09:08 Quand on préparait cette séquence, on a aussi beaucoup parlé des besoins d'investissement
09:14 en infrastructures pour développer ce commerce inter-africain. Vous, vous continuez à croire au
09:20 rail ? Oui, je suis convaincu que le rail est un levier fort de développement en pays,
09:28 en particulier pour les pays enclavés. On sait tous les crises politiques que traversent les
09:36 pays du Sahel et je suis convaincu que le rail, qui est un vecteur logistique puissant,
09:42 peut permettre à ces zones enclavées de produire des produits agricoles, de les transformer,
09:49 de les réexporter. Et le gros avantage du rail, c'est qu'il crée des zones d'éclatement,
09:55 des hubs sur lesquels vous pouvez avoir à la fois des entrepôts de stockage mais aussi
10:01 des sous-traitants logistiques qui vont faire le last mile. Historiquement, Bolloré a investi dans
10:08 le rail, les Chinois sont aussi très présents, les Indiens aussi en Afrique de l'Est d'une
10:15 manière historique. Alors il y a cette nouvelle ambition européenne avec ce fonds global Gateway,
10:22 150 milliards qui vont être consacrés à l'Afrique. C'est des investissements énormes, le rail ? Oui,
10:30 en fait, vous savez, comme vous le dites, on opère deux chemins de fer en Afrique et le fruit de mon
10:38 expérience, c'est qu'aucun opérateur privé ne peut supporter seul le financement d'un réseau
10:46 ferroviaire. En revanche, il peut apporter son expertise de gestion, sa capacité à comprendre
10:52 les flux et créer en partenariat avec les états des conditions pour réaliser cette infrastructure.
11:00 Mais c'est clair qu'il faudrait un plan Marshall pour le chemin de fer en Afrique, à la fois pour
11:05 éviter les congestions urbaines mais aussi, j'insiste, pour permettre aux pays enclavés de
11:10 connaître un développement et d'éviter les grands exodes vers les ports.
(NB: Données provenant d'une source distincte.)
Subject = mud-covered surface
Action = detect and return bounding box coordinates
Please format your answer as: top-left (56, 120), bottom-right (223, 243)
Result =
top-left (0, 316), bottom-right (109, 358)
Le temps tourne très vite,
11:16 j'ai envie de vous poser une dernière question, une double question. Est-ce que AGL va poursuivre
11:20 ses investissements en Afrique ? A quel rythme ? Et quels sont les secteurs porteurs sur le
11:27 continent ? AGL va investir 400 millions d'euros cette année, donc on va poursuivre nos investissements.
11:34 Tout d'abord, on va les poursuivre dans les ports. On a trois projets d'extension. On a un projet au
11:40 Congo, un projet au Bénin et un projet en Guinée-Conakry. Vous savez, le groupe MSC dispose
11:47 aujourd'hui d'une flotte de 750 ports conteneurs et il a 150 navires en commande. Donc il est important
11:52 que les terminaux conteneurs que nous opérons anticipent sur cette phase de capacité. Un autre
11:59 secteur important, je pense, pour l'investissement d'AGL sera les zones industrielles et logistiques.
12:05 Il y a aujourd'hui plus de 250 projets de zones logistiques en Afrique. Il est important pour AGL
12:13 de se positionner sur ces zones porteuses. Philippe Labonne, je vous remercie. Merci.